How can I analyse Data(keywords) in Elixir?

MihailPertsev · November 18, 2020, 9:43pm

Hi there!
I have a tough understanding what to do:

I need to categorize a product by it’s keywords.
I have a several “Topics”, for example: “New Technologies”, “Health”.
Each of those “Topics” have several “Subtopics”, for example: "New Technologies => “Internet of Things (IoT)”, “New Technologies => 3-D Printing”

There are in average about 250 categorized products in each “Subtopic”.
I went ahead and grabbed all keywords from already categorized products, and made a list for each “Subtopic” with keywords and their frequency, for example: %{“keyword”: “stereolithography”, “uniqueCount”: 8, “totalCount”: 17}

So, long story short: I have a bunch of lists with keywords that I need to somehow “measure” and “rank” them.
I guess my next step should be creating a keywords for each “Topic” from its “Subtopic”'s combine “dictionary” of all “important” keywords… I have no idea how to do it. The keywords are overlapping among “Subtopics” but I still need to “measure” them somehow…
Is there any “cool and easy” Elixir library that can be useful in my case?
Please share any tips!

thiagomajesk · November 19, 2020, 12:57am

Could you provide a real example of the data structure you have and how you expect the output to be?
This will improve the quality of the answers you’ll get from the community.

MihailPertsev · November 19, 2020, 10:48am

Sure, I have a bunch of Excel files with this kind of structure:
For Topic: "New Technologies"

Subtopic: "Artificial Intelligence"

Keywords	Unique Count	Total Count
artificial intelligence	125	190
machine learning	34	65
big data	29	54
artificial intelligence ai	18	23
neural networks	16	20
social media	16	21
decision making	15	32

Subtopic: "Internet of Things"

Keywords	Unique Count	Total Count
internet things iot	22	38
iot	18	36
internet things	16	66
big data	12	12
cloud computing	12	19
sensors	9	10
internet	8	9
privacy	7	10

Subtopic: "Machine Learning"

Keywords	Unique Count	Total Count
machine learning	111	164
artificial intelligence	41	86
big data	29	64
data mining	26	43
supervised learning	23	26
neural networks	22	26
deep learning	19	26
support vector machines	19	22
internet things	17	30
machine learning algorithms	17	19

And this is for every Subtopic inside “New Technologies” Topic.

Topic	Subtopic
New Technologies	4th Industrial Revolution
	Sustainability (Energy) Core
	Sustainability (Energy) Extended
	3-D Printing
	Artificial Intelligence (AI)
	Augmented & Virtual Reality (& wearables)
	Big Data & Data Analytics
	Cloud & Fog Computing
	Internet of Things (IoT)
	Machine Learning
	Wireless Technology

As you can see a lot of keywords are overlapping. For example: “artificial intelligence”, “big data”, “machine learning”.

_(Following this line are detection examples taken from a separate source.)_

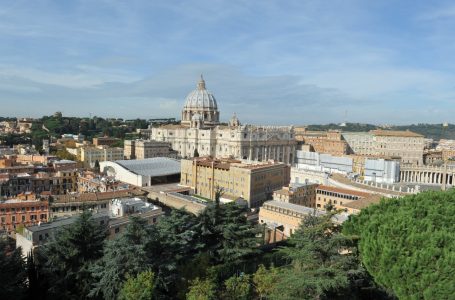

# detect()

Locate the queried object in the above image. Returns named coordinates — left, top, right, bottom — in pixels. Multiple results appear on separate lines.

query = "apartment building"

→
left=80, top=146, right=123, bottom=168
left=124, top=140, right=178, bottom=159
left=180, top=157, right=290, bottom=207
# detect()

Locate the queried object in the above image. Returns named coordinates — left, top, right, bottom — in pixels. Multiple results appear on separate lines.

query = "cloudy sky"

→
left=0, top=0, right=455, bottom=124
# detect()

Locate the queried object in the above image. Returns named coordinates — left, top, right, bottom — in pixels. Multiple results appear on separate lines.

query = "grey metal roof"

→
left=114, top=157, right=180, bottom=177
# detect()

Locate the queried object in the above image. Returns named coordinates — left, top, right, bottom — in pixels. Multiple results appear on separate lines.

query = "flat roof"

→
left=316, top=184, right=371, bottom=198
left=261, top=200, right=349, bottom=223
left=26, top=212, right=109, bottom=232
left=262, top=200, right=326, bottom=216
left=343, top=194, right=385, bottom=209
left=370, top=129, right=423, bottom=137
left=114, top=157, right=181, bottom=177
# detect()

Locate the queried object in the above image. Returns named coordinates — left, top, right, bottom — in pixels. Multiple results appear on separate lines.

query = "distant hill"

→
left=306, top=123, right=455, bottom=141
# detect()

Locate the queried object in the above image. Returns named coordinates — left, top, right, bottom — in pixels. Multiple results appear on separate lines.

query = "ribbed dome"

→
left=183, top=76, right=218, bottom=110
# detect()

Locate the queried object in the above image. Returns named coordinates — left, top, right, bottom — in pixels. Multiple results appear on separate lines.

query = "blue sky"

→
left=0, top=0, right=455, bottom=125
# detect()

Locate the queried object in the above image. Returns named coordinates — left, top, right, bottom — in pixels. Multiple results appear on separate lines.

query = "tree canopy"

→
left=344, top=189, right=455, bottom=299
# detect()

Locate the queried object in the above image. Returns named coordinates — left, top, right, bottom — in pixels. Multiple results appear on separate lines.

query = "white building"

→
left=296, top=150, right=353, bottom=174
left=141, top=78, right=296, bottom=163
left=109, top=197, right=157, bottom=218
left=100, top=157, right=180, bottom=187
left=364, top=158, right=400, bottom=184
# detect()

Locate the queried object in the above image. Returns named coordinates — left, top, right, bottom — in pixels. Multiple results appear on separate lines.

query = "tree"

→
left=198, top=188, right=260, bottom=264
left=90, top=217, right=158, bottom=299
left=0, top=239, right=27, bottom=299
left=344, top=190, right=455, bottom=299
left=271, top=213, right=365, bottom=299
left=38, top=211, right=107, bottom=299
left=186, top=277, right=217, bottom=300
left=253, top=264, right=279, bottom=300
left=118, top=271, right=155, bottom=300
left=224, top=274, right=252, bottom=300
left=156, top=210, right=202, bottom=297
left=93, top=160, right=100, bottom=173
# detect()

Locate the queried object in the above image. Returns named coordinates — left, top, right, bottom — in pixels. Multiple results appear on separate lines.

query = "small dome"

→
left=184, top=76, right=218, bottom=110
left=191, top=113, right=202, bottom=121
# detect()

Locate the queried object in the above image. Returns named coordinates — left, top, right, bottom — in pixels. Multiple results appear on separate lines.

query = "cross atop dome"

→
left=181, top=74, right=220, bottom=127
left=197, top=74, right=205, bottom=90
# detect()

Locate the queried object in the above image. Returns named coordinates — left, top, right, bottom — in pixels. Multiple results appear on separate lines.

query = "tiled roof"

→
left=343, top=194, right=383, bottom=210
left=54, top=189, right=145, bottom=204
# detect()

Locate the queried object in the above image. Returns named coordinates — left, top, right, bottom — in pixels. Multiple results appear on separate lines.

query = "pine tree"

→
left=118, top=271, right=155, bottom=300
left=271, top=213, right=366, bottom=299
left=38, top=211, right=107, bottom=299
left=253, top=264, right=279, bottom=299
left=90, top=217, right=158, bottom=299
left=0, top=239, right=27, bottom=299
left=186, top=277, right=217, bottom=300
left=223, top=274, right=252, bottom=300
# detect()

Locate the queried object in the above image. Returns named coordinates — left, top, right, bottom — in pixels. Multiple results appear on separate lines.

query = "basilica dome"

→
left=183, top=77, right=218, bottom=110
left=182, top=75, right=220, bottom=127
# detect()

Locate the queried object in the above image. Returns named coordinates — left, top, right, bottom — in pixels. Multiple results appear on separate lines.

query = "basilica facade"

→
left=148, top=76, right=296, bottom=164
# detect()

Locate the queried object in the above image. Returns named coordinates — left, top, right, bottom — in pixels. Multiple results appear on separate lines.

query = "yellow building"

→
left=80, top=146, right=123, bottom=167
left=273, top=183, right=318, bottom=207
left=180, top=157, right=290, bottom=207
left=259, top=200, right=348, bottom=243
left=316, top=185, right=372, bottom=209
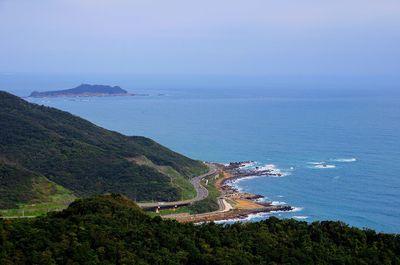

Now I want to create a combined keywords list for “New Technologies” topic .
But I don’t know how to “measure” a value of the given keyword. I am really lacking in theory about this kind of stuff… For example: the keyword “big data” is in every single one those Subtopics, so I need to rank it lower because it is not unique, but I don’t know the formula or algorithm to do it…

So, it would be really nice to use some library (maybe not an Elixir library) to achieve it. But I don’t know about them as well…

MihailPertsev · November 19, 2020, 10:55am

And there is also a problem with the keywords themself… Some of them are meaning the same thing, like “internet things iot”, “iot”, “internet things”. All of them are basically the same thing, yet in my dataset they are different. But currently I want to treat them as unique keywords for the purpose of simplicity and MVP.

MihailPertsev · November 21, 2020, 12:39am

Any tips?

kokolegorille · November 21, 2020, 2:52am

First step would be to normalize your data…

After this, sure You can transform your data, Elixir is good at that

MihailPertsev · November 21, 2020, 6:51pm

Hi!
I can’t understand what do you mean by “transform your data”. Can you please specify what exactly do you mean?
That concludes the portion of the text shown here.